Allen v. Collins: Interesting thing about interest.

I apologize to all of you who let me know that you have no interest in campaign finance reports.

Anyway, speaking of “interest”, if you look at item 15 on the FEC (Federal Election Commission) reports on the detailed summary page of receipts, you will find the amount of interest earned from the campaign cash account.

According the 2007 year end report, Congressman Allen’s campaign reported $20,829 in interest -- of which $18,376 was from the 4th quarter. That does raise a question– did they just realize in the 4th quarter that they could get interest from their bank? To put it in perspective that twenty grand will get you a little less than a days worth of television air time.

Senator Collins, who --when it comes to spending campaign money---wouldn’t pass a pay phone without making sure there were no dimes left behind, reported a whopping $144,872 in interest with $39,528 from the 4th quarter.

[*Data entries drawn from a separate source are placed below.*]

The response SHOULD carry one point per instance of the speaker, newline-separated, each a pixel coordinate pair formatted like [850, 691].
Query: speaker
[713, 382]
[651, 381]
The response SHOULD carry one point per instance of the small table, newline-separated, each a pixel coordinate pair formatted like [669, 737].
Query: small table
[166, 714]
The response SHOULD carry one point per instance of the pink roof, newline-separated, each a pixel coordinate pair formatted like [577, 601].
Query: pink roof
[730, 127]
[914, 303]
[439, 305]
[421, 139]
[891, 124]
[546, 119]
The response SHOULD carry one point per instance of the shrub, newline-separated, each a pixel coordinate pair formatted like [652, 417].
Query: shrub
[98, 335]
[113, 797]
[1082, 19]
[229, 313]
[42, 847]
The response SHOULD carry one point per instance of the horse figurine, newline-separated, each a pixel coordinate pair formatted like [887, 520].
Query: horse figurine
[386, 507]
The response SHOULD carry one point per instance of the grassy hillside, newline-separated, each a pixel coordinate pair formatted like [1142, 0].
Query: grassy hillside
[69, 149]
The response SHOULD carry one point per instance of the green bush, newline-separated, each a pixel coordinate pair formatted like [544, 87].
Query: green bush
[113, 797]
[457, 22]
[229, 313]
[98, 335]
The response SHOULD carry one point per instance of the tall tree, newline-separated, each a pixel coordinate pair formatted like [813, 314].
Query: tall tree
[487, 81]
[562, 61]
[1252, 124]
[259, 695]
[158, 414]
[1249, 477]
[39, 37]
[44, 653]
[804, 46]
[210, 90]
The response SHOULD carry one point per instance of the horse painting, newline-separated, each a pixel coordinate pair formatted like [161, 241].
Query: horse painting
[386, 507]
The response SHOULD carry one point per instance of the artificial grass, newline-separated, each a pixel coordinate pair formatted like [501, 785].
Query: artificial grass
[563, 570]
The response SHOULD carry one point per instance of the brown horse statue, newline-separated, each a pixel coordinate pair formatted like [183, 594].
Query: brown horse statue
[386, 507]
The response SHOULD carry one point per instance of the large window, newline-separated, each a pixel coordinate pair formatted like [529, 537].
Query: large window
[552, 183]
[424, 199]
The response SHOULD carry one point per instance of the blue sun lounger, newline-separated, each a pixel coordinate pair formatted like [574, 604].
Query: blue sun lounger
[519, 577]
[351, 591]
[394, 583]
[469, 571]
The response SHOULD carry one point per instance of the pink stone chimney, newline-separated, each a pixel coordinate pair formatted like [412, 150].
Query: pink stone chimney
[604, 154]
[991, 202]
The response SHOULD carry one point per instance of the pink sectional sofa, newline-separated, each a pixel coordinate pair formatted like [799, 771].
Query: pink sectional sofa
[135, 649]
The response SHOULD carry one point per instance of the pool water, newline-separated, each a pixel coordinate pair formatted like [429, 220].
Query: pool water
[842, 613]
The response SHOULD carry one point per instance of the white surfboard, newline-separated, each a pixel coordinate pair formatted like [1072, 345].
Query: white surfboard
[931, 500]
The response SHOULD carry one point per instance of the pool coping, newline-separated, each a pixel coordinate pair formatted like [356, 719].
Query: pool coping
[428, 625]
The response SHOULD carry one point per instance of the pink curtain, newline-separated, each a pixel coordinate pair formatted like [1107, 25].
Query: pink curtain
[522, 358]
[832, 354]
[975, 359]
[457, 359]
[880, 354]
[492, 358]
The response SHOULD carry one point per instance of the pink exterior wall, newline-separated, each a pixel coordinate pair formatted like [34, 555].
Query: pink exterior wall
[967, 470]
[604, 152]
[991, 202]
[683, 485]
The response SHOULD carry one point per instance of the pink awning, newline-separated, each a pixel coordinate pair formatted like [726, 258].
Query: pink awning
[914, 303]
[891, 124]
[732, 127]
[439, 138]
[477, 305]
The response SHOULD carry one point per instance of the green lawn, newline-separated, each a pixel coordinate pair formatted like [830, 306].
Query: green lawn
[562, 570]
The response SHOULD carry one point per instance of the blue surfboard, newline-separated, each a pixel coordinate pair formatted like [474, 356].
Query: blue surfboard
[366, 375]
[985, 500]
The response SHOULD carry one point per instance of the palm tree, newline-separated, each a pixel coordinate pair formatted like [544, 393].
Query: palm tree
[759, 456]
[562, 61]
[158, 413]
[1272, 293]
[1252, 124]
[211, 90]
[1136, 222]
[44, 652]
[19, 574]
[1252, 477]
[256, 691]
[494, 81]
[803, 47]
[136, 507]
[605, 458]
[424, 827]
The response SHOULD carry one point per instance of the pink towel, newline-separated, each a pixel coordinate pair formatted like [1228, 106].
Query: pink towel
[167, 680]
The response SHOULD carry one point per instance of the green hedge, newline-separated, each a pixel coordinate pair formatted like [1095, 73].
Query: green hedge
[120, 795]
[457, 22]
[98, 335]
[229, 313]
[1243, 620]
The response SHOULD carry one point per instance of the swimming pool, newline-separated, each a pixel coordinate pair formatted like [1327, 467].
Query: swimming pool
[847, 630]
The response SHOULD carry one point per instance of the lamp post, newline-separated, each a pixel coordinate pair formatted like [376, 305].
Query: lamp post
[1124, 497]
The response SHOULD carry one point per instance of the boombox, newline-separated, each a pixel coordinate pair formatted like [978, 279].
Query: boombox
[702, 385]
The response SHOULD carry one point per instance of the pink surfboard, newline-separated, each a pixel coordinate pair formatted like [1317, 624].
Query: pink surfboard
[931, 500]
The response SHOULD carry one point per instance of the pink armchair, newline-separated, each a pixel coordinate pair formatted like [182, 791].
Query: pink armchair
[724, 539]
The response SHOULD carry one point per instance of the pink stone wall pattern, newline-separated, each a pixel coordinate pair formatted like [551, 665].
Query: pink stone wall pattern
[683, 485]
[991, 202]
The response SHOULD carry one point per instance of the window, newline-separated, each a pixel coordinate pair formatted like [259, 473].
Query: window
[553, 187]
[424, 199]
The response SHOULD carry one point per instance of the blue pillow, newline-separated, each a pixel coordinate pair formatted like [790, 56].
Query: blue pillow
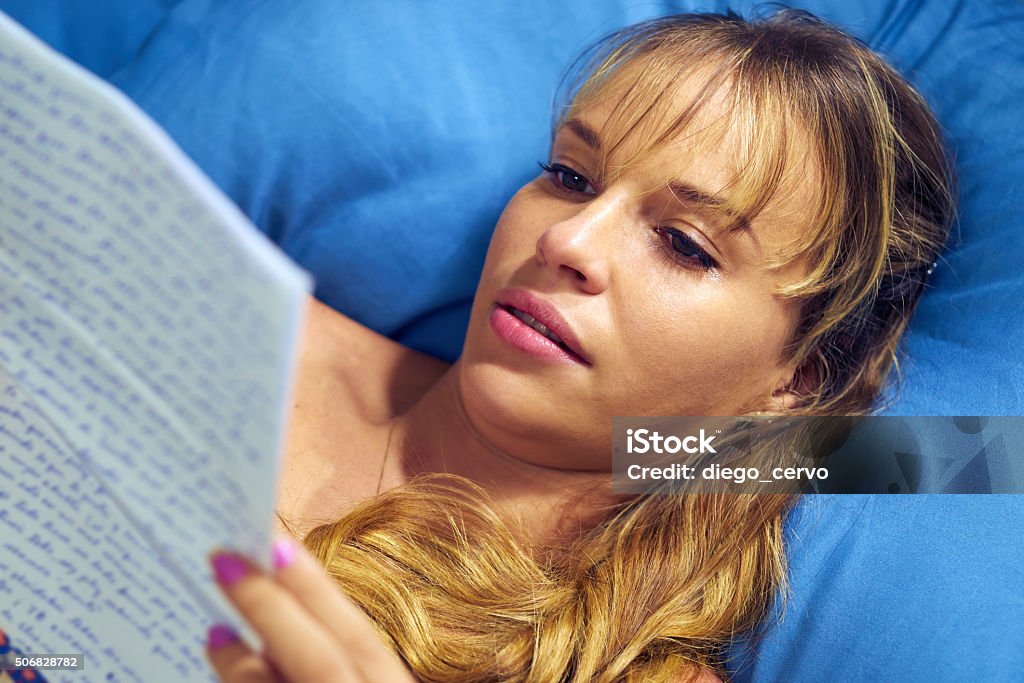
[102, 37]
[378, 144]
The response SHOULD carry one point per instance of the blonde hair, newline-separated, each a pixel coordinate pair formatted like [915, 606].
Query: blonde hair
[656, 590]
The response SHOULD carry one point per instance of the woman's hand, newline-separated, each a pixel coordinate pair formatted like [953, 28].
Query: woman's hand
[310, 631]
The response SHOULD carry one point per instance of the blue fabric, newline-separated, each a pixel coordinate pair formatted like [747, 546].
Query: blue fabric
[378, 142]
[101, 36]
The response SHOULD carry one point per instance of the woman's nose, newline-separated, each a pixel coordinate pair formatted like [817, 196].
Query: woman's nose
[581, 246]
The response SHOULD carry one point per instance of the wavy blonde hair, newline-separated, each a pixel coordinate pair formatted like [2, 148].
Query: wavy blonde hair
[656, 589]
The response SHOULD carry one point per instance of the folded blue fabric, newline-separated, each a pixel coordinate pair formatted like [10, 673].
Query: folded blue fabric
[102, 37]
[378, 142]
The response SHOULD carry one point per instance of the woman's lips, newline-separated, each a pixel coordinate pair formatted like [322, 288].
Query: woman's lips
[534, 326]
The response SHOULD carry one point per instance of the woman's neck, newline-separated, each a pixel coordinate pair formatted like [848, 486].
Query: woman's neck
[553, 506]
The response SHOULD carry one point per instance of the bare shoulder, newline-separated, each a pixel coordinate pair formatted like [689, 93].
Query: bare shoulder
[349, 382]
[379, 377]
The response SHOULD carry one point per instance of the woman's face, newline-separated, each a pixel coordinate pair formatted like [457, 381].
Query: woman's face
[660, 308]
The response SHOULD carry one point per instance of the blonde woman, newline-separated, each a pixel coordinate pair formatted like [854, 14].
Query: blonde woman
[735, 217]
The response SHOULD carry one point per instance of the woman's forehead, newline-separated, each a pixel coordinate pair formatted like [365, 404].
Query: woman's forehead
[706, 142]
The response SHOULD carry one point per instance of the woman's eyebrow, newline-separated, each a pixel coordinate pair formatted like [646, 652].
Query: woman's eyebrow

Essentially, the Collins campaign has earned a free week of television air time just from the interest on the campaign cash.

For the record, Collins banks with Bangor Savings Bank, while the Allen campaign parks its cash at Bank of America.

Comments

Details, details


Welcome to a big-time campaign, Tom! Well, he never was a detail guy.
Good for Susan Collins for using a Maine-based bank that does good things for the state. The Bangor Savings Bank Foundation ploughs a lot of money back into Maine-based charities and programs.

02/14/08 2:15 pm

Campaign Contributions - Who Cares!


No interest in campaign financing? After downloading the files from the Federal Election Commission and sorting through a Excel spreadsheet, I found some interesting results. Lets see, in 2007 both candidates received over 950K from out of state contributors, less than 500K from in state.

Collins received over 71K from DC - most of them lobbyists. 115K from NY - including contributions from Hearst Publishing, and the CEO of Time Warner. 98K from VA - again mostly lobbyists who represent defense contractors and an ocassional contribution from CEOs of the nation's largest defense contractors. (Being chairperson of the Homeland Security committee does have its benefits. No wonder she doesn't want to put a timetable on Iraq.)

58K from alot of law firms down in one of the poorest states in the union, Mississippi.

Contributor's from George Bush's home state of Texas chipped in another 68K. 62K from more lobbyists in Maryland.

One of the more curious entries were from CEOs of concrete block companies across the nation. Things that make you go 'Hmmm'.

For Congress Allen, California was the place to be 290K, NY - 231K, MA - 139K. Almost all were from lawyers, professors, a few lobbying firms and individuals.

Another curious item was Allen received one contribution from NV of $1,000, Collins received 35 contributions of over 68K. Who said the Republicans are conservative with money.